At least we got to see them and explore the house before heading home to top the day off with a bike ride on a cool, tree-lined path. It was delightful.
That left today for the car and closet.
By the time I got back from visiting Mom and our late breakfast, it was noon. The Engineer told me it might be a good idea to wait on doing the car.
Did I mention it’s a sunny, 89F today?
And we have mineral-rich well water.
Also, the car is black.
Suffice to my pigheadedness about doing the task on my schedule made the job much harder.
You probably know this, but don’t wash a black car at noon on a hot day. The whole surface looked like the bad example from a movie on how not to wash a car.
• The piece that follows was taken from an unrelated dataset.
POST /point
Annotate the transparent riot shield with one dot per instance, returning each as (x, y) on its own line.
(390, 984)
It took a lot of muscle to get it presentable.
After that, the closet was easy, taking less than 30 minutes to fill three boxes.
I was disappointed not to fill all five boxes I’d brought home, but I did empty a lot of hangers! You can’t tell, but I’m blushing to realize I had enough clothes to empty fifty hangers without much effort.
I’ll use the other boxes for the book clean-out.
Addendum: I did take a moment to remember the purpose of Memorial Day and be grateful for those who have fought for our country. This day always make me think of my dad. He was in the Navy, 1944-46, enlisting at the age of seventeen.
Dad died in 2002 and is buried in Ohio Western Reserve National Cemetery.
I share Leonard’s name in the hope one of his descendents might come across this blog and see this picture of him, just in case they don’t have a copy.